Invero è stato acutamente rilevato che, se in uno scontro automobilistico si verifica la distruzione di beni materiali appartenenti alla vittima dell’incidente, gli eredi di quest’ultima acquisiscono il diritto al risarcimento per equivalente del valore dei beni andati distrutti, anche se la vittima è deceduta sul colpo e non ha avuto, stando al ragionamento delle Sezioni Unite, il tempo di acquisire il diritto al risarcimento del proprio danno patrimoniale .
Sulla base della precedente osservazione, appare naturale che il diritto al risarcimento da privazione della vita si concretizzi in capo alla vittima al momento della morte, sic et simpliciter.

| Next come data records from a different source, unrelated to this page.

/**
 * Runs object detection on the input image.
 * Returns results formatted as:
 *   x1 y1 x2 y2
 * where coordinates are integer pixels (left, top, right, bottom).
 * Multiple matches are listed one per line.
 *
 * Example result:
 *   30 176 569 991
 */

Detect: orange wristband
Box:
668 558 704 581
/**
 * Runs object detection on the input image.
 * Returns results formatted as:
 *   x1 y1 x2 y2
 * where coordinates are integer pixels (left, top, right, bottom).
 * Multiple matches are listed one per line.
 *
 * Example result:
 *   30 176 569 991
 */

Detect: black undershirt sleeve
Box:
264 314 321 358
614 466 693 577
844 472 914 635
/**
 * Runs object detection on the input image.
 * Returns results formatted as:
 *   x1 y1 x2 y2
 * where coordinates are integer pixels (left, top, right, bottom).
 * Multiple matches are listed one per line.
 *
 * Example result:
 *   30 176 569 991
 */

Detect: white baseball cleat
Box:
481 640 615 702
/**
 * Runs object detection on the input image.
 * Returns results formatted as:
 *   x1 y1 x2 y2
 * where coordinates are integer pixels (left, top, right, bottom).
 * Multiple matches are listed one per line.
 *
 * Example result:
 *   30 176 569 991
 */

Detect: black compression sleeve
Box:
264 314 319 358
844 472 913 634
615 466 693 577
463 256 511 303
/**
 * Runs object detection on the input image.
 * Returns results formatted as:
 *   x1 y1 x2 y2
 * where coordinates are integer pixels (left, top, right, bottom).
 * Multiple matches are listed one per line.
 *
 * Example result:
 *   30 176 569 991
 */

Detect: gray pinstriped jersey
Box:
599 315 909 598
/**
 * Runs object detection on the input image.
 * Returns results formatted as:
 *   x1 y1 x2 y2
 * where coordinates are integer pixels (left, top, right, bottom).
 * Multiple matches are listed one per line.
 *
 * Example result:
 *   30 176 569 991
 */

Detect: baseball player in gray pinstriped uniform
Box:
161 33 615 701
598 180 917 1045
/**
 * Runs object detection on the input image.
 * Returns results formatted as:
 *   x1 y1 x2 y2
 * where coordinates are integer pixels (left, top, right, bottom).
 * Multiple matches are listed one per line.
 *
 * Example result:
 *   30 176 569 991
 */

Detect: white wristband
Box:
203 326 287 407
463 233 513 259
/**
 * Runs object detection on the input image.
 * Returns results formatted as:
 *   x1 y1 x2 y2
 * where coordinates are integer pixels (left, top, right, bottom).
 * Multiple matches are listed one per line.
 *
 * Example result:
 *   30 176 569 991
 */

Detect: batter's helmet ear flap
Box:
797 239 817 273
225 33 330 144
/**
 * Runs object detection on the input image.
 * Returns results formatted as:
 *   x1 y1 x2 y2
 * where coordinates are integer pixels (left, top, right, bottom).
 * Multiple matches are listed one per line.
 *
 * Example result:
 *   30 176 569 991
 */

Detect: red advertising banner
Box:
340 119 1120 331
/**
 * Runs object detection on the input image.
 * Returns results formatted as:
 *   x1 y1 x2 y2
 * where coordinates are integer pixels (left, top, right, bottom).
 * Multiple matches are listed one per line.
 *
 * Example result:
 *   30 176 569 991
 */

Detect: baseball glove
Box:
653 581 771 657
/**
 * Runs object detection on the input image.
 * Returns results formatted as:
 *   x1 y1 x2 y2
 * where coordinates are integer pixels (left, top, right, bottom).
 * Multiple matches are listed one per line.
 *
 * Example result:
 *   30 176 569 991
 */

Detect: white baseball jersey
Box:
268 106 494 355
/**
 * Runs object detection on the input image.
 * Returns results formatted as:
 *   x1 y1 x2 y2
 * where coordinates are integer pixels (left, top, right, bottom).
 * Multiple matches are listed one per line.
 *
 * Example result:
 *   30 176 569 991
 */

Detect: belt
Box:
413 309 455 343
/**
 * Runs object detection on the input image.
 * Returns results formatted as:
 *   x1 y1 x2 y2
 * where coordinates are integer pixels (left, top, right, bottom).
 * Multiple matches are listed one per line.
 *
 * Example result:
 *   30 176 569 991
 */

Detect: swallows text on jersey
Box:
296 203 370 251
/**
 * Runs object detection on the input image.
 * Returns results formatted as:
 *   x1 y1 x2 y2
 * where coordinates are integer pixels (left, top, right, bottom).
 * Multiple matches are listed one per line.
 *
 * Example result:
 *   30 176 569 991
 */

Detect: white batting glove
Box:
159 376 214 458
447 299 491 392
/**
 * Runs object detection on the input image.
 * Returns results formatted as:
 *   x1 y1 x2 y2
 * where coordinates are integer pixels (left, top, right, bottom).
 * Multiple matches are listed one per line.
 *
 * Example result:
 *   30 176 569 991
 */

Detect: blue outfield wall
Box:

Ancora non pare convincente il ragionamento delle Sezioni Unite, secondo cui la difesa del bene vita trova sufficiente tutela nelle norme penali, senza che sia prevista necessariamente una sanzione civile a carico di chi abbia commesso omicidio colposo, indirizzata al risarcimento da morte propria. Tale impostazione confligge infatti con i principi di tutela della vita presenti nella Carta Costituzionale.
Quanto all’assunto prospettato dalla citata sentenza della Terza Sezione nel 2014, secondo cui andava diversamente affrontata la discussione sul danno da morte propria in funzione dell’evolversi del “sentire sociale”, la Cassazione, nella sua massima compagine, ha ritenuto che il sentire sociale deve condurre, se mai, ad un cambiamento legislativo e non interpretativo.
Invero, in punto, lo scrivente ricorda, in materia di responsabilità civile, alcuni revirements della Cassazione giustificati, a livello di motivazione, anche con richiamo all’evoluzione del sentire sociale (es. danno subito dal trasportato – trasporto contrattuale e trasporto di cortesia). Da sempre infatti la giurisprudenza di legittimità (pur in aderenza alle norme ed ai principi del diritto) ha tenuto conto del progresso etico-giuridico della società; basti considerare che la figura del “danno biologico” è stata invenzione giurisprudenziale prima che normativa e che il “danno da contatto sociale” è tutt’ora figura meramente giurisprudenziale.
In conclusione, lo si afferma in modo provocatorio, l’apertura della Terza Sezione sembra per ora archiviata e le compagnie di assicurazione possono trarre un sospiro di sollievo.